Geride kalan yılların kendileri için çok zor geçtiğini dile getirip, “Sur’un, Silopi’nin, Cizre’nin, Hakkari’nin başına neler getirdiklerini unutmuş değiliz. Ama Kürtler bitmez. Amed belki sesini çok fazla göstermedi bugüne kadar ama 24 Haziran’da bu sesi herkes duyacak” diyor. 
 
‘HALK ARTIK HER ŞEYİN FARKINDA’ 
 
Bu kadar öfkeli olmalarını nedenini ise, dün Kürt sorununun çözeceğini söyleyen Erdoğan’ın bugün bu sorunun olmadığını dilendirmiş olması. M.D., bu konudaki sözlerini şöyle sürdürüyor: “Erdoğan bu güne kadar insanları kandırdı. Çözüm sürecinde Kandil’e heyetleri gönderen, Habur’a savcıları gönderen kimdi. Barış grupları geldi. Sonradan ne yaptı, her birini hapislere tıktı. Cenazeleri cezaevlerinden çıktı. Halk artık her şeyin farkında. Bilinçsiz kimse kalmadı. Menfaati olanların dışında AKP’ye kimse oy vermeyecektir. AKP’ye buradan çıkarsa anca bir milletvekili çıkar, o da kente doldurulan polis ve askerlerin oyları ile ancak.” 
 
Hazır kıraathanede otururken, iktidarın seçim vaadi olan kek dağıtılacak kıraathaneleri de soruyorum hemen.
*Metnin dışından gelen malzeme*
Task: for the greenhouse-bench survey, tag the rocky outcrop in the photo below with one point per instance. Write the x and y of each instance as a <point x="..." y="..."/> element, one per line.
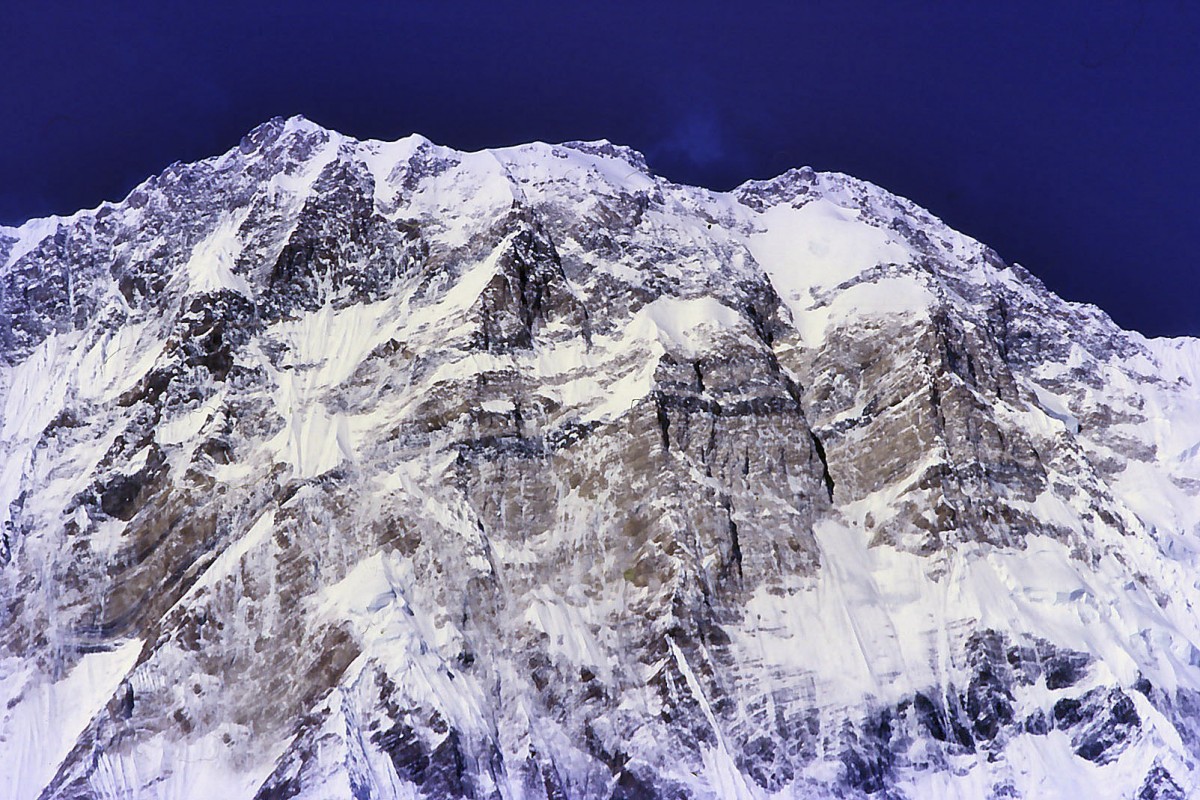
<point x="339" y="468"/>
Kahkahalar eşliğinde yanıt anında geliyor: “Keki verip sonrasından parasını ister bunlar.” Peşi sıra da “Altından taht verseler yine oyumu vermem. Sur’da, Cizre’de yakılarak öldürülenler dururken, Kürtler bunu unutmaz. Burnu yanan insan bu yaşatılanlardan sonra gidip oyunu vermez, vermemeli” cümleleri... 
 
HDP’yi sorduğumda ise, aday olarak gösterilmesinin kendileri için yeterli olduğu belirtikleri Sur sakini Remziye Tosun’un Meclis’te kendilerini en iyi şekilde temsil edeceklerine inançları tam.
 
O EVLERİ ALANLAR BİZDEN ALIŞVERİŞ YAPMAZ
 
Onların yanından ayrılıp, kısa süre önce yenilenen Çarşıya Şewitî’ye (Yanık Çarşı) girdiğimizde bayram nedeniyle büyük bölümü kapalı çarşıda tek tek açık olan esnaflardan birine işlerin nasıl olduğunu soruyorum. Duyduğu kaygı nedeniyle ismini vermek istemese de, 1 yıldır işlerin kötü gittiğini söyleyen esnaf, insanların artık evlerine ekmek götüremediğini anlatıyor. İktidarın hemen her fırsatta dile getirdiği faizsiz kredi vaadinden ise, koca çarşıda aynı sırada yer aldığı esnaflardan sadece bir kişi yaralanabilmiş.
 
Toledo’ya dönüştürüleceği söylenen Sur’da halkın ellerinden 50 bin TL’ye alınan evlerinin 400 bin TL’ye satılmaya başlandığını belirten esnaf, o evleri alanların gelip kendilerinden alışveriş yapmayacağının da farkında. İşte bu yüzden tüm umutları 24 Haziran’da. 
 
‘ADALET İÇİN OYUMU KULLANACAĞIM’
 
Sur sokaklarında karşılaştığımız Enes Çetinkaya ise, üniversiteye hazırlanan bir öğrenci. Yolsuzluk almış başını giderken geleceğine dair derin kaygı içerisinde olduğunu dile getiren Çetinkaya, sandığa hangi duygularla gideceği yönündeki soruma verdiği yanıt “Adaletsizlikle o kadar çok karşılaştım ki adalet için sandığa gidip oyumu kullanacağım” oldu. 
 
‘OYUMUZU KENDİMİZE VERECEĞİZ’
 
Onun yanından ayrılıp, sohbete tutuştuğumuz yine Sur esnaflarından Ferzende B. de, “İnsanlar artık dolmuş. İşte Sur yanı başımızda orayı, bu halde görüp de öfke duymayan kaldı mı? 3 yıldır bu acıyı çekiyoruz. Esnaf olarak büyük acılar çektik. Bir yıldır şu yol yapıldı aha haliniz görüyorsunuz. Bugün AKP, Saadet, MHP gelip bana ne söyleyebilir, ne verebilir. Hepsi boş” deyip, Amed halkının diline bu seçimlerden pelesenk olmuş sözü söylüyor: “Oyumuzu kendimize vereceğiz.”